President of the City Assembly of Belgrade
- Incumbent
- Assumed office 21 June 2024
- In office 23 April 2014 – 30 October 2023

Personal details
- Born: 26 September 1981 (age 44) Belgrade, SR Serbia, SFR Yugoslavia
- Party: SPS
- Alma mater: University of Belgrade

= Nikola Nikodijević =

Serbian politician

Nikola Nikodijević (Никола Никодијевић; born 26 September 1981) is a Serbian politician who has been the president of the City Assembly of Belgrade since 2024, previously serving that role from 2014 to 2023. He is a member of the main board of the Socialist Party of Serbia (SPS).

== Biography ==
He was born on 26 September 1981 in Belgrade. He graduated from the Faculty of Law at the University of Belgrade.

In his youth, he was active in sports and was engaged in SD Crvena zvezda.

As a member of the Socialist Party of Serbia (SPS) he was elected to the City Assembly of Belgrade following the 2008 City Assembly election.

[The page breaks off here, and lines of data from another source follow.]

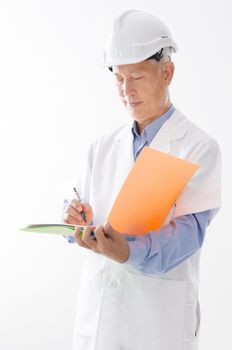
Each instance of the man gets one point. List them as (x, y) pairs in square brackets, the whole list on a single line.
[(143, 294)]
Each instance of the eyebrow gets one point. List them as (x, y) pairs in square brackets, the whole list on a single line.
[(131, 72)]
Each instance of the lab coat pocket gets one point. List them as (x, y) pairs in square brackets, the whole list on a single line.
[(152, 313)]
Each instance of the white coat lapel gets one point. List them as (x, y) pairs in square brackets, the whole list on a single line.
[(173, 129)]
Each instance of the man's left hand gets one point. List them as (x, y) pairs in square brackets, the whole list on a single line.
[(109, 242)]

Until 2012 he served as the head of the SPS-JS deputy group in the City Assembly.

He was named member of the City Council on 13 June 2012 and served until 2013, when he was appointed by the Government of Serbia as a member of the Temporary Council of Belgrade.

He was elected President of the City Assembly of Belgrade on 23 April 2014 and re-elected in 2018 and 2022. His mandate ended on 30 October 2023, when the City Assembly was dissolved. After the 2024 Belgrade City Assembly election, he was re-elected president at the constitutive session on 21 June 2024.